Freeport-McMoRan declares force majeurePublished by MAC on 2003-12-18
Freeport-McMoRan declares force majeure
December 18, 2003
NEW YORK, Dec 18 (Reuters) - Freeport-McMoRan Copper & Gold said Thursday it will not be able to deliver copper from its largest mine because a rock slippage last week has forced it to stop mining high-grade ore.
The disruption at its Grasberg mine in Indonesia sent copper prices, already up on production curtailments and strong demand from China, to more than 6-year highs on futures markets in New York and London.
The mining giant said it will forego mining of higher grade ore at Grasberg, which already suffered a landslide in October that killed at least three people, and declared force majeure -- a form of legal protection when unforeseen events impede a company's ability to fulfill a contract.
The company cut its fourth-quarter copper sales outlook to about 165 million lbs, about 35 million lbs below previous estimates.
"The reduced shipments will affect results," said Victor Lazarovici, an analyst at BMO Nesbitt Burns who has a "market perform" rating on the stock and does not own any of its shares. "The lift in copper prices won't offset the volume loss."
The news comes six days after a rock slippage at the mine curtailed mining, resulting in minor property damage and no injuries, the company said. The mine, which has the world's largest gold reserves and third-largest copper reserves, had already been partially closed after the October landslide that killed at least three workers and left five others missing.
"These are not normal events for a mining company. For them to declare force majeure, you should really look at this with a little more caution," said Kirk Schmitt, a research analyst with Victory Capital Management, which does not own any shares of Freeport.
"I think there are reasons for concern here," such as whether the mine is being run safely enough, he added.
Because of the rock slippage, Freeport-McMoRan said it will mine low-waste and low-grade material instead of higher grade ore, resulting in the deferral of some metal sales from 2004 to 2005.
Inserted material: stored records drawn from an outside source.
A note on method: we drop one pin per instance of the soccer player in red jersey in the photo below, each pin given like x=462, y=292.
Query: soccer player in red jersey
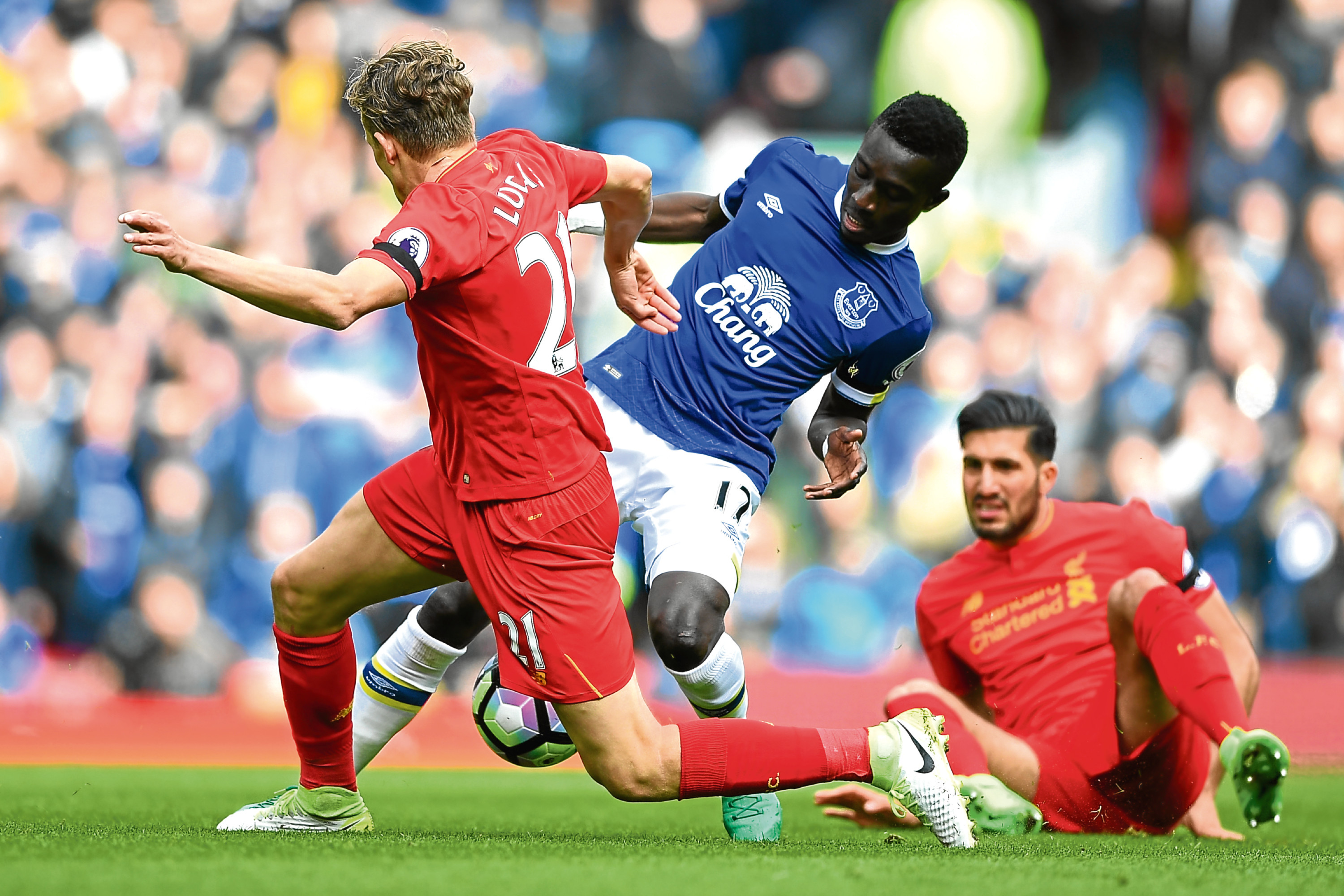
x=1082, y=650
x=514, y=495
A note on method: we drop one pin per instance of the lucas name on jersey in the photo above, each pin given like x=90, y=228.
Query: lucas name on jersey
x=514, y=194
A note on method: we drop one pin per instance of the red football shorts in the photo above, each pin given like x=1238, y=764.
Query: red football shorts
x=1088, y=786
x=541, y=567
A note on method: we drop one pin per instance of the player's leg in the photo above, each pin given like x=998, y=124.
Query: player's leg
x=686, y=624
x=1168, y=661
x=632, y=755
x=999, y=773
x=398, y=680
x=350, y=566
x=542, y=569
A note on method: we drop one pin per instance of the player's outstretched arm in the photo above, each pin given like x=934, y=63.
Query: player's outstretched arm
x=836, y=437
x=328, y=300
x=627, y=202
x=685, y=218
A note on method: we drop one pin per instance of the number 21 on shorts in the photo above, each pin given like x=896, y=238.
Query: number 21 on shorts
x=535, y=664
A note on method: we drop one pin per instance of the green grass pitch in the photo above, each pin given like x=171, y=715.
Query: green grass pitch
x=151, y=831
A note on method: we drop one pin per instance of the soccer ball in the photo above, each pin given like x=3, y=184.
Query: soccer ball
x=523, y=730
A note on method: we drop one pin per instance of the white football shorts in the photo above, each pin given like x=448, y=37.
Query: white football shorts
x=691, y=509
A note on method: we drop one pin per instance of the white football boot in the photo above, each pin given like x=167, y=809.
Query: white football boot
x=320, y=809
x=909, y=758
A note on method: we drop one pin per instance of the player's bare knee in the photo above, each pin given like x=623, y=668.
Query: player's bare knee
x=453, y=614
x=297, y=612
x=686, y=618
x=624, y=780
x=1127, y=594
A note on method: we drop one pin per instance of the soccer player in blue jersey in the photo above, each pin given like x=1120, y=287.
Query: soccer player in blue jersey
x=806, y=273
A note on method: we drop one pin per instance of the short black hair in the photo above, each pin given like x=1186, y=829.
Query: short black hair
x=1003, y=410
x=928, y=127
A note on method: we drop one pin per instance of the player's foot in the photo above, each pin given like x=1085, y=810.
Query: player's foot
x=995, y=808
x=320, y=809
x=753, y=817
x=1257, y=762
x=909, y=757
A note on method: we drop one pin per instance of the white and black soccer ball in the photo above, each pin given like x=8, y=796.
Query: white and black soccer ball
x=522, y=730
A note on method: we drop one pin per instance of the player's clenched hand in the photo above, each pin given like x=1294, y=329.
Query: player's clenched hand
x=643, y=299
x=846, y=464
x=863, y=806
x=156, y=237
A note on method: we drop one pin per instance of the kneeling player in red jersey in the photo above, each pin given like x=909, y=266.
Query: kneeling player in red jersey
x=1084, y=652
x=514, y=495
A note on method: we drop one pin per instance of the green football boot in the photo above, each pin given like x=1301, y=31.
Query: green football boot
x=320, y=809
x=756, y=817
x=1257, y=762
x=996, y=809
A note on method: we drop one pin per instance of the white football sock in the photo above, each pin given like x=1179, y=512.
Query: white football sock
x=718, y=687
x=394, y=685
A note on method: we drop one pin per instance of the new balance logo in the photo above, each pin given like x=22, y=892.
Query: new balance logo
x=771, y=205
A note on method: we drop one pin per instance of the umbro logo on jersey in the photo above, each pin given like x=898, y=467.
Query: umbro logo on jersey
x=771, y=205
x=855, y=304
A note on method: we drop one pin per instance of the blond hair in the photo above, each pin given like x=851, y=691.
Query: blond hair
x=417, y=95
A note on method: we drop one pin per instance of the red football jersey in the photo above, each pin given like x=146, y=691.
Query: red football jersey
x=1029, y=624
x=484, y=253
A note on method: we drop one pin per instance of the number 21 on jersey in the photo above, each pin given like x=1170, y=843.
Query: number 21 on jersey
x=535, y=249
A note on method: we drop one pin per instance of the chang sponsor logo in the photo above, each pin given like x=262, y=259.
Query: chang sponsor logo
x=754, y=296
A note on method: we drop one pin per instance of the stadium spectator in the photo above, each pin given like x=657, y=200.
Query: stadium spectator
x=144, y=422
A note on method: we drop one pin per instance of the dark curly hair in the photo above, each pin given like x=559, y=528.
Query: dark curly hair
x=928, y=127
x=417, y=93
x=1003, y=410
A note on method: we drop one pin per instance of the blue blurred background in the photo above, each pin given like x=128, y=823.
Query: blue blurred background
x=1148, y=236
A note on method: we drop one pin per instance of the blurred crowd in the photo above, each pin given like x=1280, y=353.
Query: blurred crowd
x=163, y=447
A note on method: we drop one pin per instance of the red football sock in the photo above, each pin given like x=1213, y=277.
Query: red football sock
x=964, y=753
x=1189, y=661
x=318, y=679
x=734, y=757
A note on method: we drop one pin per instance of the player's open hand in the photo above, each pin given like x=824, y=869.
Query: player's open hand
x=643, y=299
x=846, y=465
x=1203, y=820
x=863, y=806
x=154, y=236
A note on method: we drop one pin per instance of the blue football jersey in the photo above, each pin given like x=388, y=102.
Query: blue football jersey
x=771, y=304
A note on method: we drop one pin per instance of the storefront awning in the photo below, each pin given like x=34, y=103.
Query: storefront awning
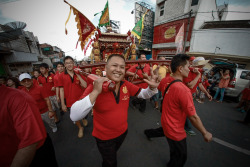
x=212, y=55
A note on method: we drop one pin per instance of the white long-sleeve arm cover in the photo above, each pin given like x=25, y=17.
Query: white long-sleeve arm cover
x=80, y=109
x=147, y=93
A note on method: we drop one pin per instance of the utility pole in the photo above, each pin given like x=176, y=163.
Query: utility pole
x=184, y=46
In New York, COMEX March copper futures shot up to $1.0120 per lb, the highest in nearly 6-1/2 years. In London, LME the red metal rose to $2,218 per tonne to set a fresh 6-1/4-year high.
Freeport also expects fourth-quarter gold sales of about 260,000 ounces, about 10,000 ounces above its previous estimate.
Normal operations will begin again once safe access is assured. The company said it will evaluate stabilization activities in the first quarter.
Shares of Freeport were down 96 cents, or 2.1 percent, at $43.94 in midday trade on the New York Stock Exchange, after falling as low as $43.83 earlier in the session.